L’activité n’a pas été épargnée par la flambée des prix des matières premières et la baisse du pouvoir d’achat. « Le verre a pris entre 30 et 40 % d’augmentation, la sécheresse a impacté les récoltes d’orge. C’est nous qui devons absorber ces hausses de tarifs car on ne peut pas se permettre d’augmenter le prix de nos bières », constate Edwards Dilly vice-président de la BIAM (Brasseries indépendantes azuréennes et maralpines), qui évoque les difficultés mais également la structuration de la filière pour résister aux aléas de la conjoncture. Depuis sa création en 2017, la BIAM s’est étoffée et compte désormais 14 adhérents. Elle s’est notamment ouverte sur l’Est varois. L’état d’esprit des brasseurs reste l’union autour de projets locaux. « Depuis deux ans, une quarantaine de sociétaires (agriculteurs, brasseries, collectivités) s’est regroupée pour créer une malterie dans le 04 à Sisteron et amorcer une filière 100 % régionale. On voudrait également aider les agriculteurs à valoriser leur blé en le transformant en malte. » Edwards Dilly a confiance dans cette stratégie d’ancrage régional. Les 14 brasseries de la BIAM emploient 64 salariés. En France, en cinq ans, la consommation de bière artisanale est passée de 2 à 8 %. La brasserie artisanale, c’est 7 % des produits vendus et 80 % des emplois de la filière brassicole. Les brasseurs indépendants innovent perpétuellement pour maintenir le cap. Ce que résume Edwards Dilly en quelques mots : « Notre force, c’est notre souplesse. »
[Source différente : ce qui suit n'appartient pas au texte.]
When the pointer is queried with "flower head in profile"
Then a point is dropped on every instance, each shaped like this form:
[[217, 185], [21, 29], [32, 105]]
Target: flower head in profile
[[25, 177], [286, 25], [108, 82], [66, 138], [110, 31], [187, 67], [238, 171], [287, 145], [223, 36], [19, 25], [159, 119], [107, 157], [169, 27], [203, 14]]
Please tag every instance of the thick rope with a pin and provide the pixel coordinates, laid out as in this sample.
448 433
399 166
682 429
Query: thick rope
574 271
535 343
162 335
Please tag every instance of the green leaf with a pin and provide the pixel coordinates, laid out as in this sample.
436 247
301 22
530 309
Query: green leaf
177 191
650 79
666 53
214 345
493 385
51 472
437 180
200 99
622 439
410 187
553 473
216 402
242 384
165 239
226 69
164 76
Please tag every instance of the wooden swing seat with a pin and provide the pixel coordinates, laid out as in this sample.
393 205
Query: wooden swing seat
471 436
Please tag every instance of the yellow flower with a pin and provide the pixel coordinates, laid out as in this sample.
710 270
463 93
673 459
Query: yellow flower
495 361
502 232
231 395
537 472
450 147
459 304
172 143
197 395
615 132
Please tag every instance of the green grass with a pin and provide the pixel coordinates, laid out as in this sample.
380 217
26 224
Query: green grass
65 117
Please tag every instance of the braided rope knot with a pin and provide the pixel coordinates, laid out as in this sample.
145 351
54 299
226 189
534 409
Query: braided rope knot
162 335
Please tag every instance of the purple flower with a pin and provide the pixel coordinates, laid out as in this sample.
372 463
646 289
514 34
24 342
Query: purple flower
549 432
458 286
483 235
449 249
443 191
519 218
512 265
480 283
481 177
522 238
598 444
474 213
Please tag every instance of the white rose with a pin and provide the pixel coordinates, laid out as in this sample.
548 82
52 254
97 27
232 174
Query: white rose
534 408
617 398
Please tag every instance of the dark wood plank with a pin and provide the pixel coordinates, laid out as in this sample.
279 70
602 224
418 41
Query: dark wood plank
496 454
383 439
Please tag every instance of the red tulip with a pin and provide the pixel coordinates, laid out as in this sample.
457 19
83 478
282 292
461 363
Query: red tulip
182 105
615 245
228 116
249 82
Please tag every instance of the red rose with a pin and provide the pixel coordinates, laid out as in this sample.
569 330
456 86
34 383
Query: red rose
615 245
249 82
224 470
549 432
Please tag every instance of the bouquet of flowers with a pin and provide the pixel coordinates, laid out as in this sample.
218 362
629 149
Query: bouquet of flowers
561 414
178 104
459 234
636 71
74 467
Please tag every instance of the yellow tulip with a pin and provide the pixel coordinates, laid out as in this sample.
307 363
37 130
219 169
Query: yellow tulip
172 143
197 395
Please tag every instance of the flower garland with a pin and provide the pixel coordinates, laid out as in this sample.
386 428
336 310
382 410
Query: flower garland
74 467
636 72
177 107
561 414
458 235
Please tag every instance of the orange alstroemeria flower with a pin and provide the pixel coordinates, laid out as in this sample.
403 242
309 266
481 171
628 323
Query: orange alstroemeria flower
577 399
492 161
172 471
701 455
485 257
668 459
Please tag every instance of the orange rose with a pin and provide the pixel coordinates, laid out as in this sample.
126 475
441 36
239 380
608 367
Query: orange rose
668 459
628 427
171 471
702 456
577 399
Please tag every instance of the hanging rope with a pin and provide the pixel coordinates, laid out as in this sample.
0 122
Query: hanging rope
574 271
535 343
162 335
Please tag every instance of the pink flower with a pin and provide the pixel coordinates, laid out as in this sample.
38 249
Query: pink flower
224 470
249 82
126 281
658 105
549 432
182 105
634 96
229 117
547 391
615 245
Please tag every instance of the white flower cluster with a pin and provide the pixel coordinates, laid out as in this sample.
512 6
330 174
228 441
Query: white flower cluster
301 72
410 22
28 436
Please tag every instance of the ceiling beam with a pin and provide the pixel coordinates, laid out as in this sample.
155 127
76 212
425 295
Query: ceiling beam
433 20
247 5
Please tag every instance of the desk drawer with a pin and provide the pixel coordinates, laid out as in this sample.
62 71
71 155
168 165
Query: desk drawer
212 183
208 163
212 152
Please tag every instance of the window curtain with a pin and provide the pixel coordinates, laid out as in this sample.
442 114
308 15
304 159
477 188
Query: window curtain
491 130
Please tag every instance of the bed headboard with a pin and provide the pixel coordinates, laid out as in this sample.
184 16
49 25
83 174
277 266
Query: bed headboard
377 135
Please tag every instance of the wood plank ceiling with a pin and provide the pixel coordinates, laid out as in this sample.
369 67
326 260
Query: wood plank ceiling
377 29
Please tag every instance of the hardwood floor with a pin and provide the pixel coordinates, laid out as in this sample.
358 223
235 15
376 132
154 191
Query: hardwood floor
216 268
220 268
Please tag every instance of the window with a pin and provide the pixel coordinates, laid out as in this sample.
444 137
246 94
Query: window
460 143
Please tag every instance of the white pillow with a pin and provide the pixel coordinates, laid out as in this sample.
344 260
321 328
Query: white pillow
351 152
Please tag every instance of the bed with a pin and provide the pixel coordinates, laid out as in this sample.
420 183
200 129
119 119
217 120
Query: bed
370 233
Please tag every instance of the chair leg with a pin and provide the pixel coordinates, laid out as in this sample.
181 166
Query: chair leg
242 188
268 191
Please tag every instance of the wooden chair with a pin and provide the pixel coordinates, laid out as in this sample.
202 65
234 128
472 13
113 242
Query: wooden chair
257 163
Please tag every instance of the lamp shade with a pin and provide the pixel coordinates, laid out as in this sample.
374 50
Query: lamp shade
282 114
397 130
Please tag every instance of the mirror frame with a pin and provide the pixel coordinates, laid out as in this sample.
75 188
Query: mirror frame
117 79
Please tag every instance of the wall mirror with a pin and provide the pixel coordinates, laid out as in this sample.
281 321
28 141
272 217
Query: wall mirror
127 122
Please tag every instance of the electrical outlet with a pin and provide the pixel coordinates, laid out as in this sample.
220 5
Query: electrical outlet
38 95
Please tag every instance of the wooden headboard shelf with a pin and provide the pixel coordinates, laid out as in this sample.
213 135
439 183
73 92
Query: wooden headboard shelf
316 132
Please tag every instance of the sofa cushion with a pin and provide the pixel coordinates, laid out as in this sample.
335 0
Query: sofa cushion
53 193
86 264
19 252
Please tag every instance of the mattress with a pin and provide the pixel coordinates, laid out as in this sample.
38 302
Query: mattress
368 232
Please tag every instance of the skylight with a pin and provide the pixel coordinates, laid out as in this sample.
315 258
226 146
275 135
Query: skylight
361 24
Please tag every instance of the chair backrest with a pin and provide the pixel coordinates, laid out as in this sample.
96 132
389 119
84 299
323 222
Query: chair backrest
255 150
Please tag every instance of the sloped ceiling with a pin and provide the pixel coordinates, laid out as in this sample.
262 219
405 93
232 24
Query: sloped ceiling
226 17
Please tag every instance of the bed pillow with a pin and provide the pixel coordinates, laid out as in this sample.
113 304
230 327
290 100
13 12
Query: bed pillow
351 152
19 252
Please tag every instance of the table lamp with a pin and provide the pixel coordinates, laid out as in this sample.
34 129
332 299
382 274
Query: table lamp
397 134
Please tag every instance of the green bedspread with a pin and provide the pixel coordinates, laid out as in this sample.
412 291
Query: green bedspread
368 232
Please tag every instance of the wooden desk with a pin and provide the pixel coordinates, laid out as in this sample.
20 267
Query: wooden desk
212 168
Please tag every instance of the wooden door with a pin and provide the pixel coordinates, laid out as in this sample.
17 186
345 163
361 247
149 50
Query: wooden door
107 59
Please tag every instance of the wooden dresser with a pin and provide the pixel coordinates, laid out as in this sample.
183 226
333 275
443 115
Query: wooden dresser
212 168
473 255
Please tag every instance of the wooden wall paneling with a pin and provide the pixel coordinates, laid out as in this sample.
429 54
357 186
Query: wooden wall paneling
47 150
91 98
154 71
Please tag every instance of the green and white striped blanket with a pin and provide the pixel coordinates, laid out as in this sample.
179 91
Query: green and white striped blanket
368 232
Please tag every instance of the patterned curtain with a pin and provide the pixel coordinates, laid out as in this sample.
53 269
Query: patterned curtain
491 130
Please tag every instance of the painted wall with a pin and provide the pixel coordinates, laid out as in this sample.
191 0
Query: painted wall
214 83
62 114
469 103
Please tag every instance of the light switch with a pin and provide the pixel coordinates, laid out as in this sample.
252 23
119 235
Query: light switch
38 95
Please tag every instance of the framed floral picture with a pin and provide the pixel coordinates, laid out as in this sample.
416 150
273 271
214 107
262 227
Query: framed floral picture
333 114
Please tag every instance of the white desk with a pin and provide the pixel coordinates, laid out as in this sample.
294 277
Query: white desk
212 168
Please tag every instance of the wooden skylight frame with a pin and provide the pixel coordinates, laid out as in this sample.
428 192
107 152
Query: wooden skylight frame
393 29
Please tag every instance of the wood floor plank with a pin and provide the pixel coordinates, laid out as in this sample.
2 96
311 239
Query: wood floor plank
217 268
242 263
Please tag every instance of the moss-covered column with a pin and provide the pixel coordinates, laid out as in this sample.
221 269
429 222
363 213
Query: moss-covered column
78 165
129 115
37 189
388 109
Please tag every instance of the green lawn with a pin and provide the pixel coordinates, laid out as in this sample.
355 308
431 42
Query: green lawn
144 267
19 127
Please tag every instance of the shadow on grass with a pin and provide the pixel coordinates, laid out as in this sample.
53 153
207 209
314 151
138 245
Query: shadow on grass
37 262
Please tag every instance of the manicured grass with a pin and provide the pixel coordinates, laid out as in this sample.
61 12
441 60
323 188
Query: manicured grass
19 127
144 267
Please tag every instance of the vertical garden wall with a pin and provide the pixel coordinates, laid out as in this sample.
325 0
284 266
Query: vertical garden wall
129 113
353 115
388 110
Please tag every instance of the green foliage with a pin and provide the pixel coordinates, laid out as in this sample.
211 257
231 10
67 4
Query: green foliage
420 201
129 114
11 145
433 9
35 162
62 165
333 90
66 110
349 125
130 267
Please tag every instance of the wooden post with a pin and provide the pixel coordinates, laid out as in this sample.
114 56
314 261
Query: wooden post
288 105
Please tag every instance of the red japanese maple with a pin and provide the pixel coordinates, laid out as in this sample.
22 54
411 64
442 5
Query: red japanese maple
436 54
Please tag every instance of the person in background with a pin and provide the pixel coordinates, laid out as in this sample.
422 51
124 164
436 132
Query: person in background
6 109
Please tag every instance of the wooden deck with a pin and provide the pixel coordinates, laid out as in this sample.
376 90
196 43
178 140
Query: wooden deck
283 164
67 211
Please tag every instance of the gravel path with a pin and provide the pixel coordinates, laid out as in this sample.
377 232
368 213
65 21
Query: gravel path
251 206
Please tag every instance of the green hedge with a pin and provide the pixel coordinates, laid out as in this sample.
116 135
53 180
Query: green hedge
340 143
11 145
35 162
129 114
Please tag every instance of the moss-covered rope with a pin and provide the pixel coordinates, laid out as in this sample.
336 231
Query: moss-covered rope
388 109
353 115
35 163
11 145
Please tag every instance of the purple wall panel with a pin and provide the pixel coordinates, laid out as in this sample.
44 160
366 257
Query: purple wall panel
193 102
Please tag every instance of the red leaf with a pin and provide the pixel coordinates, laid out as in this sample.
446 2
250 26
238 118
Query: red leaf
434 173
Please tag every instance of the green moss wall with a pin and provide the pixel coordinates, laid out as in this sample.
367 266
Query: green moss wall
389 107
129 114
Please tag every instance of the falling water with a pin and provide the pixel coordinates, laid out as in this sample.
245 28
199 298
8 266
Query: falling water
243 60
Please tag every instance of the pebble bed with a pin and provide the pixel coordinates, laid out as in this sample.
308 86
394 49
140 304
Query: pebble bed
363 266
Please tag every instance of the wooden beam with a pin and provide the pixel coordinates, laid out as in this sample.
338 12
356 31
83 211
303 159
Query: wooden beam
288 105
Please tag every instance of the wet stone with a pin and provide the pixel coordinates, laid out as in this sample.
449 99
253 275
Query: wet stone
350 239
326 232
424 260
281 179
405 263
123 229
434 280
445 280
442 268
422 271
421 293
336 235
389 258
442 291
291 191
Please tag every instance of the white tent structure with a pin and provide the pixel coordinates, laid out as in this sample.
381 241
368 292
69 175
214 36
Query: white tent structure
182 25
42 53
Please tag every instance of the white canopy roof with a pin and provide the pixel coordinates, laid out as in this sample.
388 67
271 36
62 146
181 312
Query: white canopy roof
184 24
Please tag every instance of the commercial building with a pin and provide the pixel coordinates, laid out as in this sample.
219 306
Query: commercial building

« Notre idée, c’est d’appliquer le modèle du vigneron pour le transposer à la bière. Utiliser nos matières premières pour mieux faire nos produits. » Aymeric Branda, cofondateur de À La Fût, se définit aujourd’hui comme un agriculteur-brasseur. Tout a commencé dans une cave de 20 m2 en 2018 à Cagnes-sur-Mer. Aymeric travaille alors dans l’ingénierie nucléaire et son associé, Joffrey Micelli, dans la biologie marine. Ils brassent dans des marmites une centaine d’hectolitres. Sept ans plus tard, changement de décor et de volume : dans un espace de 350 m2 à Mouans-Sartoux, la production atteint désormais les 2 000 hectolitres. « La bière doit rester un produit local, on a besoin d’être là où on la boit », assure Aymeric Branda. Forts de ce constat, les fondateurs de À La Fût ont souhaité des ingrédients 100 % bio et 100 % locaux, ce qui les a incités à endosser l’habit du paysan. Et sur la carte des exploitations agricoles de la région PACA, ont poussé, du côté d’Aix-en-Provence, 24 hectares d’orge Planet (une variété adaptée au sud de la France) et dans le Val de Cagne, un hectare d’une plante herbacée méconnue dans la région : le houblon. Contrôler le premier maillon de la chaîne de fabrication est une façon de maîtriser les coûts : « Depuis 2024, la récolte en orge a permis d’être autosuffisants ; pour le houblon, on sera peut-être autonomes dans un an », se réjouit Aymeric. Récemment, les brasseurs ont également pris des parts dans une malterie du côté de Sisteron.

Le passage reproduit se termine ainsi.